Check out Firefox PPA.
I've always wondered why we can't just re-create a product in its original form. The original Dropcams from 2014, along with their app, had a far superior user experience to anything available today.
You can. Just be the kind of founder that won't sell out your users for an extra payday (private equity, VC, sale to a bigger corporation, squeezing extra money by enshittifying the product, etc.)
Instead of writing a blog post or throwing away a working device, I would have just removed the location permission after updating the wifi...
That hacky workaround is beside the point. Most people arent that conversant with the permissions options on their devices. And even if they are, intentionally forcing them to turn it off is the problem: Google doesn’t care about your experience or your privacy.

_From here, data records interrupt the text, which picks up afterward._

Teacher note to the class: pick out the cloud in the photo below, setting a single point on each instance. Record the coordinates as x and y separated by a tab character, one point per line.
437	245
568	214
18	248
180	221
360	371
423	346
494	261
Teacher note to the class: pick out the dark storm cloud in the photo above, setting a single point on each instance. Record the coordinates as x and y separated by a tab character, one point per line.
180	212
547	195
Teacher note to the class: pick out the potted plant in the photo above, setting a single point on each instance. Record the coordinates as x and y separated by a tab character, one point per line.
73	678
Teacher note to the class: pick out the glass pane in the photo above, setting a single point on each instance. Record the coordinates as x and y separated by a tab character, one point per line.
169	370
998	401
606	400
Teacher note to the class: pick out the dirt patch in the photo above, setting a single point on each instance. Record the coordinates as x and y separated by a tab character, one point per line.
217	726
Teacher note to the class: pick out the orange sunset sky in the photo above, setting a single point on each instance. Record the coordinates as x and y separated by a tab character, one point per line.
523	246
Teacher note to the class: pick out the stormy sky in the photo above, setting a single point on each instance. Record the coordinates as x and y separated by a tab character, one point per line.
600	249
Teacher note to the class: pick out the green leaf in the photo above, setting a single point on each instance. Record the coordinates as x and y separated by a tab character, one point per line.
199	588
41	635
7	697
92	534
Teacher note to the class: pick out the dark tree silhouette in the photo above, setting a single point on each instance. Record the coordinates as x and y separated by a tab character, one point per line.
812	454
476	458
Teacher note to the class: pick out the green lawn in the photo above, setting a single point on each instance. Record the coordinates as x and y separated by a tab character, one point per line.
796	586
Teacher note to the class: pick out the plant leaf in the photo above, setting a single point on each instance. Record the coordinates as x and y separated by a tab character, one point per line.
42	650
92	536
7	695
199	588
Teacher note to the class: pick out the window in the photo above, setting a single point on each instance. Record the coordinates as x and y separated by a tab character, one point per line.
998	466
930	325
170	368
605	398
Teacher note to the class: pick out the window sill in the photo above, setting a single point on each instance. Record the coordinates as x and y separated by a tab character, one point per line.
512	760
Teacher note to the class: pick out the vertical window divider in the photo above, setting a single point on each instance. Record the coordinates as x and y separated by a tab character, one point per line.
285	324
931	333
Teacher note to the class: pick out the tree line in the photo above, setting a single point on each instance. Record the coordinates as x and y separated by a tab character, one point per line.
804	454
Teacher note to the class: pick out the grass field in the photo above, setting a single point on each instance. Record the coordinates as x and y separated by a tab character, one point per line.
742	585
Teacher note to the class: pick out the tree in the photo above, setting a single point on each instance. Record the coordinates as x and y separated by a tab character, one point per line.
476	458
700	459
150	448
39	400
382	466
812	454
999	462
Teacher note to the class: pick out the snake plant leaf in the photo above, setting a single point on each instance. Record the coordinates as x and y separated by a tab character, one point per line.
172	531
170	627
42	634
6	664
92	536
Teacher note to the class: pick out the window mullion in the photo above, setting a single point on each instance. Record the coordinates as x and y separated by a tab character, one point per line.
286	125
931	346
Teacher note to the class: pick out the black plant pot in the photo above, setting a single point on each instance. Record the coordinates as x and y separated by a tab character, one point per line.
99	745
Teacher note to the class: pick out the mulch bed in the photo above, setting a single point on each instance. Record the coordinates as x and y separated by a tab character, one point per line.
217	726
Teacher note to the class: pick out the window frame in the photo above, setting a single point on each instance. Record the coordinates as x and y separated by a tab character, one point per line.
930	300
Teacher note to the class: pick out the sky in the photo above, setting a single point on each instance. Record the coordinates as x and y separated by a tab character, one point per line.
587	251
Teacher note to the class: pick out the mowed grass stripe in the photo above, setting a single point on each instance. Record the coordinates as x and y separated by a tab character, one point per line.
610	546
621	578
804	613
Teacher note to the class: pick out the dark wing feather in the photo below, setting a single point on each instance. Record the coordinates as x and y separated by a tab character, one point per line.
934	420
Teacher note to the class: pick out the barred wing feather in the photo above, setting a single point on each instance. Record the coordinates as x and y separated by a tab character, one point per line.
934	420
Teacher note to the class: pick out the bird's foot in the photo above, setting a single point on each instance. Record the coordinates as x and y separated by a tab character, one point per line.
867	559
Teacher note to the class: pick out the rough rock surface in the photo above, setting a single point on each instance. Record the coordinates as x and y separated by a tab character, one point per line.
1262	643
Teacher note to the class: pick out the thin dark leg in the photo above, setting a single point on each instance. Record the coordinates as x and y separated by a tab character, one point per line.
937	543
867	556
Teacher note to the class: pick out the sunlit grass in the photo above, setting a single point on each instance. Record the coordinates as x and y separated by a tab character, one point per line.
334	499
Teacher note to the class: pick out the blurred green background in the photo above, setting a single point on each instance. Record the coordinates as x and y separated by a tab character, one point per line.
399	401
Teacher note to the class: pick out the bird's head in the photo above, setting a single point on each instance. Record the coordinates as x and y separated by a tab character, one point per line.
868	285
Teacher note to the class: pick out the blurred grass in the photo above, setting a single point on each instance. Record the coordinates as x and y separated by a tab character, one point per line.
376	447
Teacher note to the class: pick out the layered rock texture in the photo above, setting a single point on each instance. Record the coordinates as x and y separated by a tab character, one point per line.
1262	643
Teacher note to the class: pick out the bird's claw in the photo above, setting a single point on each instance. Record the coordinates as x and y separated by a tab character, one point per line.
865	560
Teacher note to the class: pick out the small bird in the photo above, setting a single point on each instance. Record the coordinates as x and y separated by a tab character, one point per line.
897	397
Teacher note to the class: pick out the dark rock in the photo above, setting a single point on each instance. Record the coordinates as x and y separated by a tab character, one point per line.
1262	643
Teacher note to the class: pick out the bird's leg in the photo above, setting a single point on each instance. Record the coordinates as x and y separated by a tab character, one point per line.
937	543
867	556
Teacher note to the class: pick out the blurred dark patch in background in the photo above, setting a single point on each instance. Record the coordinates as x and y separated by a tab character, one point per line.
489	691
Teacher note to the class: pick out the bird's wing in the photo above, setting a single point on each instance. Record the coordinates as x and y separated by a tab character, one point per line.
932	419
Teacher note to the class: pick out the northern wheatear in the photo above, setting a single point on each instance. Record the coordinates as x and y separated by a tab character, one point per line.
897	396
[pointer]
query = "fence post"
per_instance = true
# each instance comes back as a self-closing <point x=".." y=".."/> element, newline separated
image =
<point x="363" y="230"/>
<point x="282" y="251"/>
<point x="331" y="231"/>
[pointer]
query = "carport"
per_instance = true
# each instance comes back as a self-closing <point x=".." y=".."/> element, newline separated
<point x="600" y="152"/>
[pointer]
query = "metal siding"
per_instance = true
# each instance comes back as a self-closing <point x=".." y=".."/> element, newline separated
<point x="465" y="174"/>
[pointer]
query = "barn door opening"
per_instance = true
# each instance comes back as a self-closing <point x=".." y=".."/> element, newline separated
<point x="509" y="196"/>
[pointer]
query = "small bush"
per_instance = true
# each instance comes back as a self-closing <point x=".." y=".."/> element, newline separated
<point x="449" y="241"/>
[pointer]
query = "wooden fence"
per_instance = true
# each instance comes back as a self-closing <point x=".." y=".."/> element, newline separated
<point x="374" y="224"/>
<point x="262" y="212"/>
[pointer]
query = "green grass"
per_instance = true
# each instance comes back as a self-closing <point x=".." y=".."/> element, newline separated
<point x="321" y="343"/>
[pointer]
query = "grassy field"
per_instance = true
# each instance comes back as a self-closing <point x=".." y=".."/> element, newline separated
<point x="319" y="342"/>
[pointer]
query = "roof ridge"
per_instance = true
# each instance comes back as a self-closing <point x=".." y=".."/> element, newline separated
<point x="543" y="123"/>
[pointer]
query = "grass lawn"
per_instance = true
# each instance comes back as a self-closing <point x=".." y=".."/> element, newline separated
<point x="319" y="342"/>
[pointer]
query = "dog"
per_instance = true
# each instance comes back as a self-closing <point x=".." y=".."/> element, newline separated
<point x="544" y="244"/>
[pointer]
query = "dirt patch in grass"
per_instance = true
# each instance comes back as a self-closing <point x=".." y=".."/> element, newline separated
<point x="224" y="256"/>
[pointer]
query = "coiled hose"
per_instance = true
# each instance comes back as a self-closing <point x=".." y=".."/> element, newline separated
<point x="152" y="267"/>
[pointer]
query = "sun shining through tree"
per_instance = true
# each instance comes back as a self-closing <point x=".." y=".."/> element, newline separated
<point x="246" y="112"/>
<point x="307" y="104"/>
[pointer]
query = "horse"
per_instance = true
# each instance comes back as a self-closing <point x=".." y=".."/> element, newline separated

They just want to take advantage of captive users.
The good thing is that they are largely a consumer company, which means they are sensitive to consumer sentiment. No users, no ad revenue.
> What do we do to fight it?
Switch to Apple, a.k.a Not an Ad Company.
Just to un-spin this a bit...
> As part of [a Nest update], Google demanded that I allow the app to track her location at all times, whether the app was active or not. The stated rationale was that it would allow Google to manage devices in her home
The app requests the permission via the normal mechanisms any app uses; it doesn't "demand" it. And you don't have to allow it (and of course can turn it off at any time by going to the app's permissions settings). If you don't, it will indeed pop up a warning that it can't enable the home-occupancy-detection feature, and direct you where you need to go to disable that in settings.
Contra the confused language in the article, Nest hardware works just fine if you disable that feature, though obviously it's a pretty useful feature to enable.
(And yes, I work there, but nowhere near Nest stuff. I do own one though.)
Google requested access to all the friends pictures? Or is that just the limits of Android permission?
GrapheneOS has storage scopes that get between app and OS to be able to do what the author wants: only let the app know of the existence of specific files, not entire libraries.
This is a part of Android natively. I assume that since most users intend to use Google Photos to manage their photos that it would request access to all photos.
I don't believe that Google would upload your photos remotely that haven't been backed up through Google Photos. Technically it sounds like their privacy policy would allow photos uploaded to Google to be used for training a model within Photos (e.g., I suspect their Ask Photos AI was probably trained on Google Photos data?) but it states that it won't be used for Ads or for training models outside of Photos.
Nothing man-made is free.
> Nothing man-made is free.
That's only true if you define "free" differently than it has always been defined in the whole history of using it as a label for man-made things.
my neighbor said he recently plugged in his iPhone to a PC while logged in to his Google account in the browser, and all his iPhone contacts were imported into GMail contacts.. is this possible? the contacts are now in Google GMail, and he did not affirmatively consent at any stage, is the story.
I’m pretty sure that Apple blocks any exporting of contacts without consent, maybe he previously consented and it stored it, or he clicked ok without thinking. Even things that require consent can be engineered to make it easy to thoughtlessly agree
At this point FOSS address book on F-Droid has a way to store your contact that is NOT visible to other apps.
Wow can't believe this is still happening!
Twitter pull that shit very early on iOS before they had the permissions, all my contacts were uploaded to their server. Never ever trust that company again.
Sure are a lot of leaps of logic in here.
Expecting engineers to refuse and get themselves fired or even finding another job is not good advice at all. It would be far better advice for people with like minds remain in a company like Google and collect data, share knowledge or information, and maybe even just not make certain improvements, etc. it is always far better to have someone on the inside than not. This self-righteousness of refusing to do something in a system that will hardly notice your protest for more than a day, is utterly foolish. These organizations need to be infiltrated and smartly, using intelligent methods report what is going on. This monster cannot be slayed from the outside and time is running out before tech companies totally remove the human threat vector from the system.